9. A two-dimensional code coding device is characterized by comprising:

and the second filling module is used for repeatedly filling the primitive two-dimensional code into the graph filling area to obtain a two-dimensional code graph.

10. A two-dimension code identification method is applicable to the two-dimension code obtained by the coding method of claim 5, and comprises the following steps:

collecting a two-dimensional code image;

11. A two-dimension code identification method is applicable to the two-dimension code obtained by the coding method of claim 6, and comprises the following steps:

collecting a two-dimensional code image;

12. A two-dimension code identification method is applicable to the two-dimension code obtained by the coding method of claim 7, and comprises the following steps:

collecting a two-dimensional code image;

13. A two-dimensional code recognition method, adapted to the two-dimensional code obtained by the encoding method of claim 8, includes:

collecting a two-dimensional code image;

14. The two-dimensional code recognition method according to any one of claims 10 to 13, further comprising, after searching for a positioning area in the two-dimensional code image:

and carrying out graph correction and transformation on the two-dimensional code graph by using the positioning area in the two-dimensional code image.

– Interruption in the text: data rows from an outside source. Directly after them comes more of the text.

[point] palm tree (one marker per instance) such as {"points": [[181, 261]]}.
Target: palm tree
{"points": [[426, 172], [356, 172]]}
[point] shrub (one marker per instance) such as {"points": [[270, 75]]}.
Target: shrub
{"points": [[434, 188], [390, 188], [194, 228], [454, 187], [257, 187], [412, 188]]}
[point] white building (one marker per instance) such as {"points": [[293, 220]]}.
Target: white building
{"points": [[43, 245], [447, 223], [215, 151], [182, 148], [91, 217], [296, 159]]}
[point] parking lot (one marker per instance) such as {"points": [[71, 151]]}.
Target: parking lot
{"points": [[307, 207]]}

15. A two-dimension code recognition device is suitable for the two-dimension code obtained by the coding method of claim 5, and comprises the following steps:

the acquisition module is used for acquiring a two-dimensional code image;

16. A two-dimension code recognition device is suitable for the two-dimension code obtained by the coding method of claim 6, and comprises the following steps:

the acquisition module is used for acquiring a two-dimensional code image;

17. A two-dimensional code recognition device, adapted to the two-dimensional code obtained by the encoding method of claim 7, comprising:

the acquisition module is used for acquiring a two-dimensional code image;

18. A two-dimensional code recognition device, adapted to the two-dimensional code obtained by the encoding method of claim 8, comprising:

the acquisition module is used for acquiring a two-dimensional code image;

the positioning module is used for searching a positioning area in the two-dimensional code image and positioning the range and the direction of a data area and a functional area in the elementary two-dimensional code according to one or more searched positioning areas;

19. A computer device comprising a memory, a processor and a computer program stored on the memory and executable on the processor, wherein the processor implements the two-dimensional code encoding method of any one of claims 5 to 8 when executing the computer program.

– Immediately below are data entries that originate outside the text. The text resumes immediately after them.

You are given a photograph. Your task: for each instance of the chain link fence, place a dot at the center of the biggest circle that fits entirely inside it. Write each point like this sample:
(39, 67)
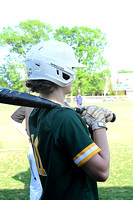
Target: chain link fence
(99, 99)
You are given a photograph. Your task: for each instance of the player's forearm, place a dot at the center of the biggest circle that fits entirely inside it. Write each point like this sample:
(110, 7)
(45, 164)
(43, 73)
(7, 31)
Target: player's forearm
(100, 138)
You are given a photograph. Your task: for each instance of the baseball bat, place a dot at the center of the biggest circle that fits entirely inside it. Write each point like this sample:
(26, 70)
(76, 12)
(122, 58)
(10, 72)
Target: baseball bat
(13, 97)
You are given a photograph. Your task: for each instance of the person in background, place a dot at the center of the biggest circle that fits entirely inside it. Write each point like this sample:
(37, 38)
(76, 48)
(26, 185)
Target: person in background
(78, 100)
(17, 118)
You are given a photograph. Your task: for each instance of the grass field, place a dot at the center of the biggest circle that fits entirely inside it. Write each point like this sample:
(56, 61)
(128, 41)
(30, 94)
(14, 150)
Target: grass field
(15, 173)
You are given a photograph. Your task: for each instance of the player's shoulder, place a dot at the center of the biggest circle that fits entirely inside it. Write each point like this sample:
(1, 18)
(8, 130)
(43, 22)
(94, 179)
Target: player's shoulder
(65, 113)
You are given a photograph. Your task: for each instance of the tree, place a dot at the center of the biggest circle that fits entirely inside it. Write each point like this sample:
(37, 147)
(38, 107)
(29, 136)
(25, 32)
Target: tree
(19, 40)
(88, 45)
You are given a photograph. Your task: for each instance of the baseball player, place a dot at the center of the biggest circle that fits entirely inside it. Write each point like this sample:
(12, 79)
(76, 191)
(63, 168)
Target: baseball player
(69, 161)
(17, 118)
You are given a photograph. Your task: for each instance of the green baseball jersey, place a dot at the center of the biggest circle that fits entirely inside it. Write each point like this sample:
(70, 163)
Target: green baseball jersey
(61, 146)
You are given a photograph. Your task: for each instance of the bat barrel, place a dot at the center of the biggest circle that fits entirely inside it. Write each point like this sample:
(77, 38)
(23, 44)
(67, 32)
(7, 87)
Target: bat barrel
(13, 97)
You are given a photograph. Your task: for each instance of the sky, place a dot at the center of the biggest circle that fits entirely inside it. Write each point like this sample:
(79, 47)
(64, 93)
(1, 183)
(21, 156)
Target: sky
(113, 17)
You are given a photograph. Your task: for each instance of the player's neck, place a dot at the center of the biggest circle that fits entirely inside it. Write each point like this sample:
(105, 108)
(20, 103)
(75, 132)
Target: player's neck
(57, 95)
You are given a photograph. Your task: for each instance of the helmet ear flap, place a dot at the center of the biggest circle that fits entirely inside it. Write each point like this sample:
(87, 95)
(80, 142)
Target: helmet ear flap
(64, 75)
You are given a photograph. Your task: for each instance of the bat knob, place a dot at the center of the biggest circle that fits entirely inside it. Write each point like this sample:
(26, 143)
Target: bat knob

20. A computer-readable storage medium, wherein the computer-readable storage medium stores a computer program for executing, when executed by a processor, the two-dimensional code encoding method according to any one of claims 5 to 8.

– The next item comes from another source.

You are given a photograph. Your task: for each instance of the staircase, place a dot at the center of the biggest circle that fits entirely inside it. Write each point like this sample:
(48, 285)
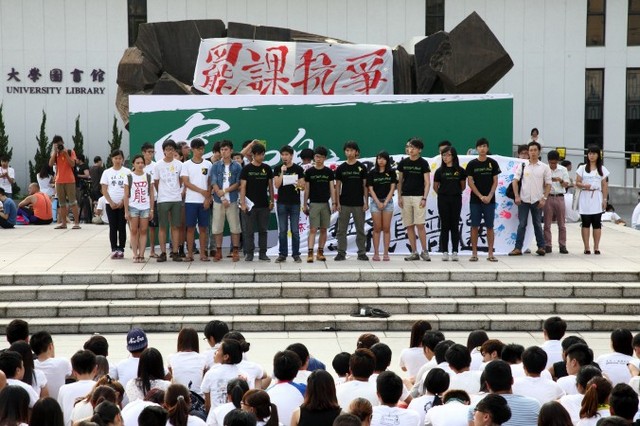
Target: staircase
(279, 300)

21. A computer device comprising a memory, a processor and a computer program stored on the memory and executable on the processor, wherein the processor implements the two-dimensional code recognition method according to any one of claims 10 to 14 when executing the computer program.

22. A computer-readable storage medium, characterized in that the computer-readable storage medium stores an executable computer program, which when executed by a processor implements the two-dimensional code recognition method of any one of claims 10 to 14.